The trouble with listening to songs on YouTube or an iPod is the little bar that indicates how long the song is and how much more of it remains, meaning that the false ending can't surprise you the way it could on the radio or an LP record. False endings and hidden tracks are becoming a thing of the past. Music is more convenient than ever (I mean, how nice that I could look this up on YouTube instantaneously!) and yet less able to surprise us.

Then again, when you read a book, you always know exactly where you are in it and how many pages remain, and that doesn't ruin your enjoyment of it. Why should it be any different when you know exactly how many seconds remain until the end of a song?

And now this is making me think of the "Aria with Diverse Variations" dialogue in Gödel Escher Bach where the Tortoise and Achilles discuss exactly this problem.
Tortoise: You've undoubtedly noticed how some authors go to so much trouble to build up great tension a few pages before the end of their stories--but a reader who is holding the book physically in his hands can FEEL that the story is about to end. Hence, he has some extra information which acts as an advance warning, in a way. The tension is a bit spoiled by the physicality of the book. It would be so much better if, for instance, there were a lot of padding at the end of novels.

Achilles: Padding?

Tortoise: Yes; what I mean is, a lot of extra printed pages which are not part of the story proper, but which serve to conceal the exact location of the end from a cursory glance, or from the feel of the book.

Achilles: I see. So a story's true ending might occur, say, fifty or a hundred pages before the physical end of the book?

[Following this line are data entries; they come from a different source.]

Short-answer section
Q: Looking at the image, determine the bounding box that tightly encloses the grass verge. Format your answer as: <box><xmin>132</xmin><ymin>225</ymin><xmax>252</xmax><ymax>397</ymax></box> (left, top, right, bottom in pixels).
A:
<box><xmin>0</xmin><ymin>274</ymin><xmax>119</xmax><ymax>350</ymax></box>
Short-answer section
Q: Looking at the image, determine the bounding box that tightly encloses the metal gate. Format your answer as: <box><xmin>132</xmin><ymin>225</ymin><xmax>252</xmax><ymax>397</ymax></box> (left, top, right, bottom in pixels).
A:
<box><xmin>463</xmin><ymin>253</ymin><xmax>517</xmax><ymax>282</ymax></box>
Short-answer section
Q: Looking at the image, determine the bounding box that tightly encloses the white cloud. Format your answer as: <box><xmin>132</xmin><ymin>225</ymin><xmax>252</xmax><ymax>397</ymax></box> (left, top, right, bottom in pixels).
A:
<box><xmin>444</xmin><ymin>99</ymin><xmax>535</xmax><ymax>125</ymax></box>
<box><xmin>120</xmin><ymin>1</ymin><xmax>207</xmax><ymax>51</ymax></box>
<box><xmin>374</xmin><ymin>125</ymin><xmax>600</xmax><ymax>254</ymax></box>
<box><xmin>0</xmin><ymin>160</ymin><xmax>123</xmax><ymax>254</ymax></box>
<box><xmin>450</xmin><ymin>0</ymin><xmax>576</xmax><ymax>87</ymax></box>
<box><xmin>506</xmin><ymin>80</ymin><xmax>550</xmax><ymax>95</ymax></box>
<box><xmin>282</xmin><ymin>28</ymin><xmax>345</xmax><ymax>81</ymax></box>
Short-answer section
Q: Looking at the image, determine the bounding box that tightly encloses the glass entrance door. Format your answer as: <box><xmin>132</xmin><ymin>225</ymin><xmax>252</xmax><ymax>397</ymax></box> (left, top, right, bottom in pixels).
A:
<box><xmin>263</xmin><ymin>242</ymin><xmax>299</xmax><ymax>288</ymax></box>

Tortoise: Yes. This would provide an element of surprise, because the reader wouldn't know in advance how many pages are padding, and how many are story.
(And then, because this is Gödel Escher Bach, it all gets very meta.)

I don't have a Kindle, so I'm curious to know: on an e-reader, do you know exactly how much of the text you have remaining, or is it left mysterious? Wouldn't it be funny if the iPod caused this problem for music (of always knowing how long the work of art is) but the Nook or the Kindle eliminated this problem for books?